MEXICO CITY - Mexican leftist presidential front-runner Andres Manuel Lopez Obrador said on Tuesday that if he wins office former World Trade Organization economist Jesus Seade would lead NAFTA negotiations with the United States and Canada.
Mexico elects a new president on July 1 and Lopez Obrador is leading by double-digits in most polls.
Despite being a longtime skeptic of the North American Free Trade Agreement, Lopez Obrador now says he wants to retain the pact, which is a lynchpin of Mexico's export-led economy.
Perfect man for the job
In a short video posted online, Lopez Obrador said Seade, an Oxford University-educated academic, was the perfect man for the job, and reiterated he did not want a deal to be struck before the upcoming election.
“Hopefully nothing is signed until the after the election ... so there is no mistake in signing something that hurts us, that affects national producers, that doesn't include the issue of migration, or the acceptance of ignominies like the construction of a wall,” Lopez Obrador said.
Seade is currently a professor and the associate vice president for global affairs at the Chinese University of Hong Kong in Shenzhen, according to his LinkedIn page.
In addition to his time at the WTO, he has also worked at the World Bank, the World Trade Organization and the International Monetary Fund, according to the university website and his LinkedIn profile.
Tuesday’s announcement came just days after senior Lopez Obrador adviser Yeidckol Polevnsky, the president of his National Regeneration Movement political party, suggested Mexico's chief NAFTA negotiator, Kenneth Smith and other officials, could be retained if the talks go on.
However, it seems Seade would replace Smith.
Guajardo's position unsure
t is unclear what might happen to Economy Minister Ildefonso Guajardo, the country's top trade representative.

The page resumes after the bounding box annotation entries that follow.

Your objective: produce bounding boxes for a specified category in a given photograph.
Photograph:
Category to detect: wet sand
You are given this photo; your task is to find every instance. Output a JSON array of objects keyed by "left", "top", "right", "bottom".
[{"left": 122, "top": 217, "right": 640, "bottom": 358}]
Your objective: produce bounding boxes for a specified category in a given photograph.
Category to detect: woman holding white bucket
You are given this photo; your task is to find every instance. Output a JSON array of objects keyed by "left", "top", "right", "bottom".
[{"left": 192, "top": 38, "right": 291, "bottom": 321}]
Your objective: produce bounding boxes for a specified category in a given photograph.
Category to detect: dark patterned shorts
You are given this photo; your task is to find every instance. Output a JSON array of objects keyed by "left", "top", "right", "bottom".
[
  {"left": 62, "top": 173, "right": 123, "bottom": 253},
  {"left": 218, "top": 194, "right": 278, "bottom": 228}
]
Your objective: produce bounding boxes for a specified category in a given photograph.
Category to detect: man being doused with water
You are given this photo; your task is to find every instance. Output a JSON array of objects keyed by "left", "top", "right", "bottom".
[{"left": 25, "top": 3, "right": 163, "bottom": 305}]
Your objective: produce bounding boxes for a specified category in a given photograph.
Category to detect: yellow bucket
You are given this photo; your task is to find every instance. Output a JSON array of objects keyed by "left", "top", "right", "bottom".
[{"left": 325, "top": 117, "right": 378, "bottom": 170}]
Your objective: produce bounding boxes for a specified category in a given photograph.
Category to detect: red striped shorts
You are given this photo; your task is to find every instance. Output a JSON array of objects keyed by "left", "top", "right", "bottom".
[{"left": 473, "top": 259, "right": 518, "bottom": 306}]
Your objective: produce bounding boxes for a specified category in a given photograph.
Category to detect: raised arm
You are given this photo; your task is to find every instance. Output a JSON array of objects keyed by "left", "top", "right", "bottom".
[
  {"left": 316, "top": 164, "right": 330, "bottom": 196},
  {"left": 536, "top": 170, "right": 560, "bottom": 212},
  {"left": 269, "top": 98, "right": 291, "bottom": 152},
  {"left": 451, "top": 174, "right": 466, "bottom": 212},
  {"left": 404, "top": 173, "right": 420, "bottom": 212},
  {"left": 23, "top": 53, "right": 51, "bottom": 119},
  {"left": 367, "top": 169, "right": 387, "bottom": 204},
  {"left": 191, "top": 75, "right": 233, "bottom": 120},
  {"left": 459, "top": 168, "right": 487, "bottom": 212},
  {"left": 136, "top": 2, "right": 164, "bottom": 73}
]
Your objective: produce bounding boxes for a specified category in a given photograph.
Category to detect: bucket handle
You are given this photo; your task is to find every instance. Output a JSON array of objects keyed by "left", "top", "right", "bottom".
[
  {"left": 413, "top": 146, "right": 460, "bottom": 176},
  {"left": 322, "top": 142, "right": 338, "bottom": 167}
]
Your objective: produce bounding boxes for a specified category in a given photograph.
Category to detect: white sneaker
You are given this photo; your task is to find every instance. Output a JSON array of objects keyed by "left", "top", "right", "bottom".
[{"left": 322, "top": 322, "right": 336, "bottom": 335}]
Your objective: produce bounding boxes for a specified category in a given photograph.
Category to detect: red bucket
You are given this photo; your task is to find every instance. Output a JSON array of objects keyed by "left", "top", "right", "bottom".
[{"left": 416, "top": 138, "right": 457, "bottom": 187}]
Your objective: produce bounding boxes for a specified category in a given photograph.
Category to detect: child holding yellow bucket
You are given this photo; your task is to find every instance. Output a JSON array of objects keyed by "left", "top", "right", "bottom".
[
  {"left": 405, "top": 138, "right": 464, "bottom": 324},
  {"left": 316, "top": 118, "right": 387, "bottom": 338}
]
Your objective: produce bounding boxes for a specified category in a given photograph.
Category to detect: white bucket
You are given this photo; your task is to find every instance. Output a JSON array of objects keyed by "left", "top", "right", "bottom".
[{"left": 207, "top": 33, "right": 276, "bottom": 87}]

A member of President Enrique Pena Nieto’s ruling Institutional Revolutionary Party, Guajardo has cast doubt on whether he could continue under Lopez Obrador, but has not closed the door entirely on the possibility.
Last week Guajardo told Reuters it “will depend on who wins the election and if they decide to invite us.”
Mexico has been locked in talks with the United States and Canada since August to recast the 24-year-old NAFTA after U.S. President Donald Trump threatened to dump it if it was not changed to his liking.
Officials have said it is unlikely the NAFTA talks will be concluded before Mexico's presidential election.